But Marner said none of that apparently has halted construction along a 27-mile stretch through the grasslands of the San Rafael Valley. And he specifically cited a declaration of Russell McSpadden, southwest conservation advocate for the organization that sued, citing work in a specific “ecologically sensitive” area where the wall is going up.

The magistrate also said it is likely that federal lawyers already have done much of the legal work to respond to the lawsuit.

All of that, Marner said, convinces him that Noem can no longer delay the case. So he gave her attorneys until Nov. 14 to file their legal briefs explaining to him why they should deny the request to halt construction.

“This is an encouraging step forward,” McSpadden said. “It means the Department of Homeland Security cannot use the shutdown as a pretext to continue walling off one of the most vital wildlife corridors in the Sky Islands while our case sits idle.”

The lawsuit filed in July centers around a provision in the 1996 Immigration Reform and Immigrant Responsibility Act which authorizes Homeland Security to construct barriers and roads along the border.

But attorneys for the Department of Justice say it also allows Noem to “waive any legal requirements (that) such secretary, in the secretary’s sole discretion, determines necessary to ensure expeditious construction of the barriers and roads.”

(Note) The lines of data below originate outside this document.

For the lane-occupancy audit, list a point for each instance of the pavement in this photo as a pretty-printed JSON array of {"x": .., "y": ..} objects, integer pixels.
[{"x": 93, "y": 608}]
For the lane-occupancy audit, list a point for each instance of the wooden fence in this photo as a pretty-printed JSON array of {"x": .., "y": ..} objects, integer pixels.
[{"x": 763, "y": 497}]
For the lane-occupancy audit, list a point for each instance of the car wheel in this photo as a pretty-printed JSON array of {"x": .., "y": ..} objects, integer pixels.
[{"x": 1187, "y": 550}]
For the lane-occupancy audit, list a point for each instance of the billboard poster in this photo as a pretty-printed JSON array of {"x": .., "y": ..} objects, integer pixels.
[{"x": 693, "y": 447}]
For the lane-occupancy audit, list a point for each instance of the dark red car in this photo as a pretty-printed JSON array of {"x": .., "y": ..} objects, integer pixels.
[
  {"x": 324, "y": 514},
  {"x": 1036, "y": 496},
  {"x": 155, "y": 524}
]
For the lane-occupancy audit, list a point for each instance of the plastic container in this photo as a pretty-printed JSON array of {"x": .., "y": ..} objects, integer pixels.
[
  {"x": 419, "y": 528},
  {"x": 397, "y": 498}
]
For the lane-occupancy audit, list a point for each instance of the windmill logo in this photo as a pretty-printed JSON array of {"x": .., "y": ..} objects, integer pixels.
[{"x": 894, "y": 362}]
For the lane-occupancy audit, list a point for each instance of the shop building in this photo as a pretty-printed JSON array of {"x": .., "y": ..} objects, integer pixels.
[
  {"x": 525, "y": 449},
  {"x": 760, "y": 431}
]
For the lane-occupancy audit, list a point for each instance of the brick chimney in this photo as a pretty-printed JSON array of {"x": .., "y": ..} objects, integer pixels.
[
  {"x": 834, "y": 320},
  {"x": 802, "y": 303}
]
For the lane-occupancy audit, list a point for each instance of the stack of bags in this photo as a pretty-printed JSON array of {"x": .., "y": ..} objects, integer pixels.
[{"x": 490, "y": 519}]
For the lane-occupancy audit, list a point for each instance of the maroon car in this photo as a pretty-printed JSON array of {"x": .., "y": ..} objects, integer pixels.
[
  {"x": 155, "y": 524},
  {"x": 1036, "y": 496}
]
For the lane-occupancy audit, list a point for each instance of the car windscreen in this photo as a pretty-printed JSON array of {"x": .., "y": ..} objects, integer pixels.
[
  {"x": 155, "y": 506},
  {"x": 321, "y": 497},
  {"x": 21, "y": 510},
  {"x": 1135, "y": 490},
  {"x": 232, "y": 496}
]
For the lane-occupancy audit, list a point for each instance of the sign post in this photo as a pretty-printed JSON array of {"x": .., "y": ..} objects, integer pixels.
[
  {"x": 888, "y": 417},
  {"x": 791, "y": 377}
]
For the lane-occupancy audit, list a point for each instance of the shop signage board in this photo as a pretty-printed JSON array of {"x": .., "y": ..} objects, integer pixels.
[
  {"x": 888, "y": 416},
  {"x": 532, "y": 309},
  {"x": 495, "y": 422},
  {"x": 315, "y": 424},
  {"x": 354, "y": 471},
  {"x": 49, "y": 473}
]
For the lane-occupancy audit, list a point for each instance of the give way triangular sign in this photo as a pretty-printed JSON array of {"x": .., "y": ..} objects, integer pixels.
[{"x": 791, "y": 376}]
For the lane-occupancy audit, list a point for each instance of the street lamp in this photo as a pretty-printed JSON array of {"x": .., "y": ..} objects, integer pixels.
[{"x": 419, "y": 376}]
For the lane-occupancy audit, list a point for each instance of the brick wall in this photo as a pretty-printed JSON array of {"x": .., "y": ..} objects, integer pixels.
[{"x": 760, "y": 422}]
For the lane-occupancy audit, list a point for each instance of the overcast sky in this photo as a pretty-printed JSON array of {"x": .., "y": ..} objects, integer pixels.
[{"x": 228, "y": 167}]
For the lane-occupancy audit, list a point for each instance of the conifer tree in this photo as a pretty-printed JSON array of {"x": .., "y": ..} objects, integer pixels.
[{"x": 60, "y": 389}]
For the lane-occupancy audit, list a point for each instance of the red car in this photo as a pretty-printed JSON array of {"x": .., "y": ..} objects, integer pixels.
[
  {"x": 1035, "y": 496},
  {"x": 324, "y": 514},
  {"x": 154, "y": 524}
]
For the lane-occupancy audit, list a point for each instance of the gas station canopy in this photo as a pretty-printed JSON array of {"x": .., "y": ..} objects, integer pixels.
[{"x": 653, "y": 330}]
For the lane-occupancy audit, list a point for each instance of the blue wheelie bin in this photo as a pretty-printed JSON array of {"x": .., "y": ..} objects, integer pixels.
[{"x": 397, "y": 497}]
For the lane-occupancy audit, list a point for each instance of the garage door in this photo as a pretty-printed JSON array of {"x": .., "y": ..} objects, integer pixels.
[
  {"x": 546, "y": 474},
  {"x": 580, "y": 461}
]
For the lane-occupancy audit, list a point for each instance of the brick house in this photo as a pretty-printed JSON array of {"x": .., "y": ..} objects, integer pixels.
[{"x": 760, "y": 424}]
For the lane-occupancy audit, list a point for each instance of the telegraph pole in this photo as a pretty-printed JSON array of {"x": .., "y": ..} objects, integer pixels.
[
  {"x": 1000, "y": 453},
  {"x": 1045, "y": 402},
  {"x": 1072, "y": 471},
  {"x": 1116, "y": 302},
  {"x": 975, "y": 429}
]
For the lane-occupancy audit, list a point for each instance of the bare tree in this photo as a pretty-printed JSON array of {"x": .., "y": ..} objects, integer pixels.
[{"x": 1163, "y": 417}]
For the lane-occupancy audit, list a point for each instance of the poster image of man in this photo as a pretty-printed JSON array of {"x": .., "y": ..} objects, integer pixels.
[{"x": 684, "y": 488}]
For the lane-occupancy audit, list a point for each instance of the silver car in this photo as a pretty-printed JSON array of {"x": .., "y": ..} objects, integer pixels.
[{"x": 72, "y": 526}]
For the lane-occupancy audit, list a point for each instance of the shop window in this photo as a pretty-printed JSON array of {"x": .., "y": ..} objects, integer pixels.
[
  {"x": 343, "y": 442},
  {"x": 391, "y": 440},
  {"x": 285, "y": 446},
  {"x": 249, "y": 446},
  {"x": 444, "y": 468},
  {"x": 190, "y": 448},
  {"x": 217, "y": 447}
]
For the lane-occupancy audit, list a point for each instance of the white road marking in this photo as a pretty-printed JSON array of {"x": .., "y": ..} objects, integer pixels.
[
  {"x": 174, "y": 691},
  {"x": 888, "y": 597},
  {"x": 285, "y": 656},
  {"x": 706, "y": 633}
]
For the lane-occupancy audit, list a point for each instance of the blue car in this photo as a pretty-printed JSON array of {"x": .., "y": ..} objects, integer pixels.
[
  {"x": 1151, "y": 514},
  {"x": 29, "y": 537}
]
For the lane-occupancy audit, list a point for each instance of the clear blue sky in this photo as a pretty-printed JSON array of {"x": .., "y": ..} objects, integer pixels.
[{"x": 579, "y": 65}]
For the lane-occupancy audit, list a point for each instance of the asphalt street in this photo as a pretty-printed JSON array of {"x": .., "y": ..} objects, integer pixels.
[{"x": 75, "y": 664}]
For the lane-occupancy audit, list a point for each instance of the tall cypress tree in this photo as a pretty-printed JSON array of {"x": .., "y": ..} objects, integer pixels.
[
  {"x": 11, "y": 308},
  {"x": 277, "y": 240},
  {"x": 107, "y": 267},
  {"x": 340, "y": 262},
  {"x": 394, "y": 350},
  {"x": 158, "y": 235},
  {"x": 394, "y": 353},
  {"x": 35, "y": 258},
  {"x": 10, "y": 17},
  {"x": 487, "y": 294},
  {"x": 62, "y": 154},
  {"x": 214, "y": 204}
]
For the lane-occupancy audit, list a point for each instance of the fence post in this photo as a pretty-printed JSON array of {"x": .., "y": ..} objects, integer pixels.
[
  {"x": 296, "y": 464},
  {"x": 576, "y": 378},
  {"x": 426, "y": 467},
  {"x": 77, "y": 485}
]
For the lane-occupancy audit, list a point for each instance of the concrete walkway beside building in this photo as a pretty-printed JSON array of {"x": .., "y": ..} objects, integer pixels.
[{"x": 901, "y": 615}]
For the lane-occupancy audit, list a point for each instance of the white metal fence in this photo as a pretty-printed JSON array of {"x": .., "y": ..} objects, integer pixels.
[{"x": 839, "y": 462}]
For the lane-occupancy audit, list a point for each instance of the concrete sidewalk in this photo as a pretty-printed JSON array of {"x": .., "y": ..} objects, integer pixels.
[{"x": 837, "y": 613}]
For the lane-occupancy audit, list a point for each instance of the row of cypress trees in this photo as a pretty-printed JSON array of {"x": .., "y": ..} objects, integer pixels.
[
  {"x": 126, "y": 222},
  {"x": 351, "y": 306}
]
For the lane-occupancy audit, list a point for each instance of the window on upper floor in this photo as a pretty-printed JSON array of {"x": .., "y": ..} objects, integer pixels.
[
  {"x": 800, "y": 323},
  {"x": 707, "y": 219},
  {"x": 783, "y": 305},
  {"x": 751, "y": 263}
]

The lawsuit does not allege Noem herself broke the law. Instead, it contends that Congress acted illegally when it amended the 1996 law in 2005, delegating that authority to waive laws to the secretary.

More to the point, it seeks a summary judgment, without trial, requiring that work be halted unless and until Homeland Security complies with environmental laws.

In August, Noem’s attorneys asked Marner to toss the case, also without a trial.

The magistrate, however, said he wanted more legal briefs. But all that got interrupted Oct. 1 after Congress failed to approve a spending plan and Noem asked for the delay.

Marner did grant one — through the end of October. But he told Noem’s attorneys that if they want more time they need to come back and make a new request.

They did a week ago, promising to notify the magistrate “as soon as Congress has appropriated funds.”

“We greatly regret any disruption caused to the court and the other litigants,” the government lawyers said, asking Marner to extend the case until they “are permitted to resume their usual civil litigation functions.”

Marner, however, was unwilling to grant that open-ended request.

He cited McSpadden’s sworn statement to the court detailing what he had seen in three separate trips to the area, including the latest about a week ago where he reported that more than a quarter mile of new border wall had been built since the middle of September, months after the lawsuit was filed.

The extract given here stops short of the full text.